3. No definir qué NO hacer. Una buena spec dice tanto lo que el sistema debe hacer como lo que no debe hacer bajo ningún concepto. "Nunca prometer descuentos". "Nunca dar fechas concretas de entrega". "Nunca responder preguntas legales". Los límites son tan importantes como las capacidades.

El cambio mental que necesitas

Si estás pensando en automatizar algo en tu negocio — atención al cliente, gestión de emails, calificación de leads, lo que sea — el cambio mental más importante no es técnico. Es este:

La IA no es mágica. Es un ejecutor muy rápido de instrucciones precisas. Si las instrucciones son ambiguas, el resultado será ambiguo. Si son claras, el resultado será fiable.

Esto es buenas noticias, en realidad. Significa que no dependes de que los modelos mejoren para que tu automatización funcione. Depende de que tú (o quien te ayude) sepa traducir tu proceso a reglas claras.

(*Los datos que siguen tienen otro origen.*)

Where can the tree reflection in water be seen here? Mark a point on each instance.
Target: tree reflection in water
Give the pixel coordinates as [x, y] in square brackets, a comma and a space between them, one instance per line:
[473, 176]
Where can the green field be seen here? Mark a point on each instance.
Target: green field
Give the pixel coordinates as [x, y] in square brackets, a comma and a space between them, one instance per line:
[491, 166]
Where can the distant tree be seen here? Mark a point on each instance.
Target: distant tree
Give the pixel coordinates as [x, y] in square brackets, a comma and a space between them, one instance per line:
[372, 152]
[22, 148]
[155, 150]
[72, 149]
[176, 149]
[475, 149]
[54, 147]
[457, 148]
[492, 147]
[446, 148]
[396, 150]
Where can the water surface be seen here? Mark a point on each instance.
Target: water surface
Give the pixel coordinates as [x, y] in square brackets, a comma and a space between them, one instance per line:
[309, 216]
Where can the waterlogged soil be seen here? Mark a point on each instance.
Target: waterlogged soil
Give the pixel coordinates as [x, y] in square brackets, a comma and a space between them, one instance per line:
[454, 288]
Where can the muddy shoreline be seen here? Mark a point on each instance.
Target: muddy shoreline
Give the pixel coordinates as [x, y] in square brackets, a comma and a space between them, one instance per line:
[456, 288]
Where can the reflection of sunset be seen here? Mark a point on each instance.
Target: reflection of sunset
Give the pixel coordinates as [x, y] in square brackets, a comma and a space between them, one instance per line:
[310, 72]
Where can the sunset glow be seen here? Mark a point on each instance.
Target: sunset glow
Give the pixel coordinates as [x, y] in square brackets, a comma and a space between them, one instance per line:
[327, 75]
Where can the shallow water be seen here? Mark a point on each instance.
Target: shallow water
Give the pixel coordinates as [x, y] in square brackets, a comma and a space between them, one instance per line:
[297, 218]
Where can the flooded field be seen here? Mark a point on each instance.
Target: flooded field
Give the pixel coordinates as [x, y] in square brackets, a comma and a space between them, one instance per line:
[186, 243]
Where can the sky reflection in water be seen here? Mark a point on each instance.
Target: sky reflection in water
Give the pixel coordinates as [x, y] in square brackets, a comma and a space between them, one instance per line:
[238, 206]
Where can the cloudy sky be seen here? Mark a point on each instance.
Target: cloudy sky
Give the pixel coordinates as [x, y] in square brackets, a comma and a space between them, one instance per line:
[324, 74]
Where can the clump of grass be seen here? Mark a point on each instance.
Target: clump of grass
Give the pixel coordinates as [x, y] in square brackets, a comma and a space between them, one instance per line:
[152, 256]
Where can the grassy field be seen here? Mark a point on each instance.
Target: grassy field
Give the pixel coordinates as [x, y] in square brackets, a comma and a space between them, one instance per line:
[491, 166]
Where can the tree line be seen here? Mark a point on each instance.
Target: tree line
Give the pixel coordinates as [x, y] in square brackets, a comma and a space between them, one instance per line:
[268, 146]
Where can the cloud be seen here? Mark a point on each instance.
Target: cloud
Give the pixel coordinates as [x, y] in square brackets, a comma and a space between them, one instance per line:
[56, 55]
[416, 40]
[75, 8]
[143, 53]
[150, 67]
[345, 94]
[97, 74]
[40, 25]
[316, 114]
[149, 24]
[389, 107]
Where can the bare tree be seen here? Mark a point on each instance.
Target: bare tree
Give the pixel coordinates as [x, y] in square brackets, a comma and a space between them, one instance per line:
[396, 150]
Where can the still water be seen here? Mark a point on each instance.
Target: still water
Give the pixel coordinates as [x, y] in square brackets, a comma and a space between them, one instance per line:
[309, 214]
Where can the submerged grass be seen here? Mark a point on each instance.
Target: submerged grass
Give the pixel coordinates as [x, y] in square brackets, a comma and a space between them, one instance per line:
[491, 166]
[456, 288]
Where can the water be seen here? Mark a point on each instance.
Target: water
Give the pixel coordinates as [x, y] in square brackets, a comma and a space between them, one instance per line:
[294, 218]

Y aquí va una pista incómoda: si no eres capaz de explicarle tu proceso a un humano nuevo en menos de una hora con suficiente detalle para que lo haga bien, no hay IA en el mundo que lo automatice por ti. La automatización empieza por la claridad, no por la tecnología.

Por dónde empezar

Si quieres aplicar esto a tu negocio sin contratar a nadie, prueba este ejercicio esta semana:

  1. Elige una tarea repetitiva que hagas tú o tu equipo.
  2. Escríbela como si tuvieras que dejarle instrucciones a alguien que empieza mañana y al que no podrás llamar.
  3. Incluye: qué inputs recibe, qué outputs produce, qué decisiones toma, qué hace en cada caso raro que se te ocurra.
  4. Léela en voz alta. Cualquier frase que use "normalmente", "a veces" o "depende" es una señal de ambigüedad que hay que resolver.

Ese documento es el 80% del trabajo de automatizar la tarea. El otro 20% es montaje técnico — y ahí es donde un equipo como el nuestro entra. Pero la spec siempre la construimos juntos, porque nadie conoce el proceso mejor que quien lo vive.

La lección del artículo de Hacker News no es nueva, pero está volviendo con fuerza por una razón: a medida que la IA se mete en más procesos críticos, la diferencia entre un bot que funciona y uno que da vergüenza es exactamente esta. Specs claras. Reglas explícitas. Cero ambigüedad.

La buena noticia es que esto está al alcance de cualquier negocio. La mala es que no se puede saltar el paso.